Vía al llano, destino turístico

|   Opinión

La Tabla, por: Néstor Restrepo Roldán (*)

 

Siendo secretario de la señora, Maruja Hernández de Gil (Mayuya), quien en 1970 era la directora departamental de Turismo, el 27 de enero de ese año escribí mi primera carta al Ministerio de Obras Públicas con copia al presidente, Misael Pastrana, reclamando mantenimiento y pavimentación a la vía que nos unía con la capital de la República y por ende, con el resto del país.

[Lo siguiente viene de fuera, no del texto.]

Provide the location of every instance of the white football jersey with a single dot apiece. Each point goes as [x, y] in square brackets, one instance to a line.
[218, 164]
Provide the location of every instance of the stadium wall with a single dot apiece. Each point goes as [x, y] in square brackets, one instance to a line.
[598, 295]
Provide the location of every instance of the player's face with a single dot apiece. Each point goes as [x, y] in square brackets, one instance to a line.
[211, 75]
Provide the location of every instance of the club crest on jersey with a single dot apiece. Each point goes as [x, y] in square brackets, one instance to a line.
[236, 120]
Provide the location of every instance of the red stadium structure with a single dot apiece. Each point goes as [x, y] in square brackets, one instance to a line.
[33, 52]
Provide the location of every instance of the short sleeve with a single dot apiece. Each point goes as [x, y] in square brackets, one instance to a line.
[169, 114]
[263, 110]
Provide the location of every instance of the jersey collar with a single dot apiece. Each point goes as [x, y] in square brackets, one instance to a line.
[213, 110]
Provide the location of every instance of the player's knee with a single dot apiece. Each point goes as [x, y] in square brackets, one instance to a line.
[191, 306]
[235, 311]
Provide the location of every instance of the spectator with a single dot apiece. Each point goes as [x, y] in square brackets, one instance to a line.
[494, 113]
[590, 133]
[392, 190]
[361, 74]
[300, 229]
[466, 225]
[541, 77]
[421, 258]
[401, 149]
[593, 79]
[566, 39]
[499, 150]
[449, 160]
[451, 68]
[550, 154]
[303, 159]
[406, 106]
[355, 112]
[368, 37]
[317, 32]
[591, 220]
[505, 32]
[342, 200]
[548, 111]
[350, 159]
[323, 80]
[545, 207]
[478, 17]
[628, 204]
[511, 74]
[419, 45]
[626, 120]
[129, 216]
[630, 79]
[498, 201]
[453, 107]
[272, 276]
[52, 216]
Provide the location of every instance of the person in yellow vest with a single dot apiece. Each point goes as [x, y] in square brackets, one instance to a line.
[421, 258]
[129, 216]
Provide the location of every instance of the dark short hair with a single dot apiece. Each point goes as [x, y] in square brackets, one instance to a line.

Luego como director Ejecutivo de la Cámara de Comercio de Villavicencio, 84 fueron los oficios dirigidos, solicitando la atención debida a la misma vía, porque los derrumbes y accidentes eran a diario y en diferentes sectores.

El 9 de septiembre de 1991 un fuerte aguacero se llevó el puente de Chirajara, y ocasionó 19 derrumbes entre Servitá y Guayabetal, que nos dejaron incomunicados durante 36 días. Ya en esa época, como miembro de la junta directiva de la corporación Llanos de Colombia y con la colaboración de Aristóbulo Cortés, administrador de Semillano, logramos que Humberto de la Calle, nos asignara una cita para conversar sobre el tema con el presidente, César Gaviria y fue así como el 2 de octubre le ordenó a su ministro de Obras, Juan Gómez Martínez, “el diseño de una solución definitiva de la carretera al menor riesgo y sin restricción de costo”.

El Gobierno Nacional y el Congreso de la República expresaron su indeclinable voluntad política de construir la nueva vía, la cual desde 1975 estaba contenida en la Ley 9 de la que Hernando Durán Dussán fue su autor y en la que se  ofrecía un mil millones de pesos para ello.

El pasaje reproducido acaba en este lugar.